Rebecca Tobin, Carleton University, ON, Canada, Leanne Ward, MD, Children's Hospital of Eastern Ontario, Canada, Paula Clemens, MD, University of Pittsburgh, Michela Guglieri, Newcastle University and Newcastle Hospitals NHS Foundation Trust, VBP15-004 Investigators, CINRG, Yetrib Hathout, Phd, Binghamton University, Eric Hoffman, PhD, Binghamton University, Binghamton, NY, USA, Utkarsh Dang, PhD, Carleton University

Vamorolone is a steroidal anti-inflammatory, recently approved (FDA) for boys with Duchenne muscular dystrophy (DMD), 2 years and older. In the phase 2b VBP15-004 study, chronic treatment with prednisone was associated with a decrease in growth velocity and suppression of bone turnover markers (osteocalcin (OC) procollagen I N-terminal propeptide [P1NP], collagen I C-Telopeptide [CTX1]).

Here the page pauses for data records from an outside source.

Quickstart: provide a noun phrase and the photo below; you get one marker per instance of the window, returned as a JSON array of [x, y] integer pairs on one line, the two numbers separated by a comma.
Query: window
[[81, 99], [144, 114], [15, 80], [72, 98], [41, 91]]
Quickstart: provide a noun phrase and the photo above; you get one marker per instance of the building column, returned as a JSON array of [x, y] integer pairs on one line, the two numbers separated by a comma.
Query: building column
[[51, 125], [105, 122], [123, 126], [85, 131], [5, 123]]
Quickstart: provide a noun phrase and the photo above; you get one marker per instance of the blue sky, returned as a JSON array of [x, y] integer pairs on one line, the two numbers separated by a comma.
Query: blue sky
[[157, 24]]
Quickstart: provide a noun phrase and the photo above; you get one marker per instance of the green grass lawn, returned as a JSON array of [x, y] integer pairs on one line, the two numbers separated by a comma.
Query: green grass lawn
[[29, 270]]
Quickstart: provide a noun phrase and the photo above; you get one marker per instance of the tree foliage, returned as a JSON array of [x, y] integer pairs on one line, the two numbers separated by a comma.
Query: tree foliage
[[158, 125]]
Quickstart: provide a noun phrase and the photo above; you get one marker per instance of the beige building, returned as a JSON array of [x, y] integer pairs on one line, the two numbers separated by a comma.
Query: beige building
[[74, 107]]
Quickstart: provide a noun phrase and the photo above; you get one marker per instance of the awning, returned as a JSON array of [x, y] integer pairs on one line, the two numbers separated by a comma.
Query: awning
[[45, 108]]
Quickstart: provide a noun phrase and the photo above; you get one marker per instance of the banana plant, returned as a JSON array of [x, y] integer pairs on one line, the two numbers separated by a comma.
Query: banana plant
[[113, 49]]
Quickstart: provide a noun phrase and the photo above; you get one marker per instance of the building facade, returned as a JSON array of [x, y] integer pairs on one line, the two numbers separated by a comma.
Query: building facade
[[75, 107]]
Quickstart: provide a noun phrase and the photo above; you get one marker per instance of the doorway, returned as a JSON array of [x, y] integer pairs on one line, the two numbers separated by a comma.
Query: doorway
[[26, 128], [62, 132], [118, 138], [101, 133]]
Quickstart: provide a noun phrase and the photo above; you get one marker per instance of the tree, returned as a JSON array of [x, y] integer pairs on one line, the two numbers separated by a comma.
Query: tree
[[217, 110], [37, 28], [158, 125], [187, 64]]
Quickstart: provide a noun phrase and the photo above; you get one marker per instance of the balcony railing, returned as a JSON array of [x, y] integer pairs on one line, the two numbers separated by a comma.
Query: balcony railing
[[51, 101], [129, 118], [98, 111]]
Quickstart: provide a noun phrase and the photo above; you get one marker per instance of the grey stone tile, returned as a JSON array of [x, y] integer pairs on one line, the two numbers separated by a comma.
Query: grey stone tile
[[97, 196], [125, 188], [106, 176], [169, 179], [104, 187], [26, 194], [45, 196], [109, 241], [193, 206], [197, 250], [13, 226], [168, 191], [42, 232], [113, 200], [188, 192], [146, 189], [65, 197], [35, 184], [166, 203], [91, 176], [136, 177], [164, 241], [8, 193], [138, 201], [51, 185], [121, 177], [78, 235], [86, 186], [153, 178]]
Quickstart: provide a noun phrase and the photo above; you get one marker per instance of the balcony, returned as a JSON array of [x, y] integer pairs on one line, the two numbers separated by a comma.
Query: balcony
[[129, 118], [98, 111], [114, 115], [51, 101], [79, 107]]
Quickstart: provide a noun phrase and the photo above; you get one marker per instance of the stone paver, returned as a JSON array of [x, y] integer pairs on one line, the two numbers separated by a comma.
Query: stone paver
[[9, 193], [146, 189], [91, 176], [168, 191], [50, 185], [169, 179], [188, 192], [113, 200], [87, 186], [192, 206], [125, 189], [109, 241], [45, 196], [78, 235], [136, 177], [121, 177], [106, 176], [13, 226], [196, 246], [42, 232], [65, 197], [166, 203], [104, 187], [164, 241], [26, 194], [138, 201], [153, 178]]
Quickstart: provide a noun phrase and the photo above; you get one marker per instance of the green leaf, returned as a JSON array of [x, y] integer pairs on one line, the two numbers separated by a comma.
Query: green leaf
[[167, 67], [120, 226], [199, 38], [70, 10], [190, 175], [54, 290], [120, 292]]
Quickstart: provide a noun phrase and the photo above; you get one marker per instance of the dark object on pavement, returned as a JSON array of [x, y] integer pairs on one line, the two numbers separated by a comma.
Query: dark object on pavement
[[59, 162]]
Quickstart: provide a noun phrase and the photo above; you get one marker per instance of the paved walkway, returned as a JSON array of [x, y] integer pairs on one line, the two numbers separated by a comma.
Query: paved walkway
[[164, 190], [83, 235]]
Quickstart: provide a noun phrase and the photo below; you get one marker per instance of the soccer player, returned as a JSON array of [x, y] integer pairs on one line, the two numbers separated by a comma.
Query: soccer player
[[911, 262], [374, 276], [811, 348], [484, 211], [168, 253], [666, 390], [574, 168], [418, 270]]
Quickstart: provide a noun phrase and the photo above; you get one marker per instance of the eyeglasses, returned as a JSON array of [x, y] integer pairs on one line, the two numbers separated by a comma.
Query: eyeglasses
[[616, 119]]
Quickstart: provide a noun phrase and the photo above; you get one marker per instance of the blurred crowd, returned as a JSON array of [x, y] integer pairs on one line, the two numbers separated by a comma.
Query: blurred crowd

To use SOMAscan profiling of sera from boys with DMD, age 4-<7 years at baseline from the double-blind placebo- and prednisone controlled trial of vamorolone to expand the repertoire of prednisone-responsive bone and cartilage biomarkers. Methods Longitudinal (baseline, weeks 12, 24, and 48) serum samples were assayed using a SOMAscan 7,000 aptamer panel. A data mask was applied, limiting to 1,500 of these proteins, based on literature and expert opinion. A mixed models for repeated measures approach was used to study acute change, stability of change; to compare prednisone, vamorolone, and placebo; and to study cross-over from prednisone to vamorolone. Multiple testing correction was used. Results Several biomarkers, each associated with bone and cartilage metabolism, were significantly decreased by prednisone treatment but not by vamorolone or placebo: collagen alpha-1(X) chain [COL10A1], collagen alpha-2(XI) chain [COL11A2], chondrocalcin [COL2A1], aggrecan core protein [ACAN], biglycan [BGN]], hyaluronan and proteoglycan link protein 1 [HAPLN1], and osteopetrosis-associated transmembrane protein 1 [OSTM1]. On transitioning from prednisone to vamorolone 6 mg/kg/day, all 7 biomarkers returned to baseline levels. Conclusions Seven biomarkers for bone, growth plate and articular chondrocytes were found to react similarly to osteocalcin, P1NP, and CTX1 with prednisone treatment in DMD. None of these bone turnover biomarkers were reduced by vamorolone, and each returned to normal (placebo) levels upon cross-over from prednisone to vamorolone. These 7 new bone and cartilage associated biomarkers add additional support for improved bone and growth plate metabolism with vamorolone.